Surveys Empower Forward-looking Monetary Policy
A popular expression of the stance of monetary policy in uncertain times is being data-dependent or relying on incoming data4. As explained earlier, however, monetary policy has to aim forward because of the lags in its operation and the fact that its goal variables are time and space contingent. Even forecasts based on incoming data are backward-looking by definition since they draw from information about the past. The RBI bridges this gap through its forward-looking surveys of households and businesses. Messages therefrom shape the policy reaction function.
Incorporating survey-based information is consistent with the received wisdom on the role of expectations in fashioning monetary policy. Economic agents such as consumers and firms are believed to be rational in that they use all available information in making their decisions within their budget constraints with a view on the future. This tendency is fully utilised by efficient markets in pricing financial assets in such a way that forward rates of interest implicit in the yield curve provide unbiased estimates of the market's expectations of future spot rates.

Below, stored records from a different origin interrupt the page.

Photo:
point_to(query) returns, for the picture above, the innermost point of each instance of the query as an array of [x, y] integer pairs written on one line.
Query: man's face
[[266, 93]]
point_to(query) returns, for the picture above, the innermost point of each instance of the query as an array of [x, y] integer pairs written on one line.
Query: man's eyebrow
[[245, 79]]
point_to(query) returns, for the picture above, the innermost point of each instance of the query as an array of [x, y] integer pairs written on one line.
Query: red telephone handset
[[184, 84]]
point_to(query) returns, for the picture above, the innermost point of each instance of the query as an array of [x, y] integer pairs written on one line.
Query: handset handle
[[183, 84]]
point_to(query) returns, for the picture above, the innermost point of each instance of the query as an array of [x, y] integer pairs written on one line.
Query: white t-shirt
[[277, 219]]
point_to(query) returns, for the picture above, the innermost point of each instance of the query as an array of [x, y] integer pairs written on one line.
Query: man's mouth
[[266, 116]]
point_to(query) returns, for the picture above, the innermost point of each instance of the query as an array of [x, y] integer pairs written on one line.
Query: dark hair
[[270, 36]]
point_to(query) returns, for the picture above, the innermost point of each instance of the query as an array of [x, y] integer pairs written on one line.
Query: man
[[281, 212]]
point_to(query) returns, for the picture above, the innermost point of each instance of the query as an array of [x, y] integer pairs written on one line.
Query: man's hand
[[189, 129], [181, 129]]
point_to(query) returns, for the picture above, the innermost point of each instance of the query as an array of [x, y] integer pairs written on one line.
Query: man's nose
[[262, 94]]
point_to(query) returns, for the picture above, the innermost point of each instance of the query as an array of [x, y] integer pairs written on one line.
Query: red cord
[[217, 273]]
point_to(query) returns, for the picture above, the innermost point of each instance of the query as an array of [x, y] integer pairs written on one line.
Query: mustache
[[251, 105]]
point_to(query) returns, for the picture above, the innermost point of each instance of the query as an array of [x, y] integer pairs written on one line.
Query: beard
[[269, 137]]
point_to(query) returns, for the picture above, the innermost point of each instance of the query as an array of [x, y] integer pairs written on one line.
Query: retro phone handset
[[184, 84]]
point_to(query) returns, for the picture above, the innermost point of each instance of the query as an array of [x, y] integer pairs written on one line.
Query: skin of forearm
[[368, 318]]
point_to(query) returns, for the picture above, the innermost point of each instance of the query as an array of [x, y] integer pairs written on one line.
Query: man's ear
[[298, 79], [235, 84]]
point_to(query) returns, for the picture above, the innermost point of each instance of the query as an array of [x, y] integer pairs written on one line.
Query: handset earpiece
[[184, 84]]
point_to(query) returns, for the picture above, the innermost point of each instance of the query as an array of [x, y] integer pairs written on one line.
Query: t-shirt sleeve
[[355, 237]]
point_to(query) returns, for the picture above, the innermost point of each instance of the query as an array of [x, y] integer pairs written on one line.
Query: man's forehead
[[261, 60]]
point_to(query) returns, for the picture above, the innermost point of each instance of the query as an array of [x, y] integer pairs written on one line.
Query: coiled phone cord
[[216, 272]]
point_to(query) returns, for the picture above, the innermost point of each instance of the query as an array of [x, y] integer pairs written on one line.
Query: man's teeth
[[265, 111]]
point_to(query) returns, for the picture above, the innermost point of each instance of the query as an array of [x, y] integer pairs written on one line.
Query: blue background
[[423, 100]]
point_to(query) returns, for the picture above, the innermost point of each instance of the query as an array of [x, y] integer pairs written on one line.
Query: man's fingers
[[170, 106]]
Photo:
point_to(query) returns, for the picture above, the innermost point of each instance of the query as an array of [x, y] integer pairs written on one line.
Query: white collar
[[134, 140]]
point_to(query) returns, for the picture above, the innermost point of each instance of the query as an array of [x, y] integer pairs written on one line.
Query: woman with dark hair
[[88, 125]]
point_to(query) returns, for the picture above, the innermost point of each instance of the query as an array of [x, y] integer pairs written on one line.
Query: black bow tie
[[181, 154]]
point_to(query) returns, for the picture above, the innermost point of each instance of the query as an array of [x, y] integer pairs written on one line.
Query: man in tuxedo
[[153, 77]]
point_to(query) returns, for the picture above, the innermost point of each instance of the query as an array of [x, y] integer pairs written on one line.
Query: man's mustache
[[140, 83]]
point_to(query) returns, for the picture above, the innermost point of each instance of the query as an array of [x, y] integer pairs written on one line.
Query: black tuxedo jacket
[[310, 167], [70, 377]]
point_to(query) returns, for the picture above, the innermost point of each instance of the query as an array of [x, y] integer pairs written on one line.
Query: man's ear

By putting a finger on the pulse of households and businesses, surveys enhance the efficacy of monetary policy and also brings inclusivity to its working. Conducting surveys that meet the highest standards of robustness is a formidable task as all statisticians know; the RBI is fortunate to be guided in this regard by a technical advisory committee on surveys comprising statisticians of the finest mettle and repute. The difficult part for a professional statistician working in a central bank lies in communicating survey findings to the lay public and employing the insights gleaned from them for monetary policy purposes. For instance, the RBI’s inflation expectations survey provides quantifiable estimates of households’ perceptions of the current inflation situation. These perceptions are significantly higher than outcomes measured by official statistics. In the May 2023 round of the survey, households felt that inflation was ruling at 8.8 per cent whereas the CPI released by the NSO for that month on June 12 showed that retail inflation declined to 4.3 per cent. What is missed in the narrative is that households are essentially backward-looking in their assessment of inflation conditions. They form their expectations on the basis of the prices of salient items in the consumption basket that they encountered during the last weekly or monthly purchase. In May 2023, the CPI showed cereals inflation at 12.7 per cent, spices inflation at 17.9 per cent, milk inflation at 8.9 per cent, tur dal inflation at 16.8 per cent, liquified petroleum gas (LPG) inflation at 11.1 per cent and open market kerosene inflation at 37.2 per cent. In fact, 40 out of the 299 items comprising the CPI recorded double digit inflation in May. Yet, analysts question the apparent dissonance between the survey’s findings and the published CPI.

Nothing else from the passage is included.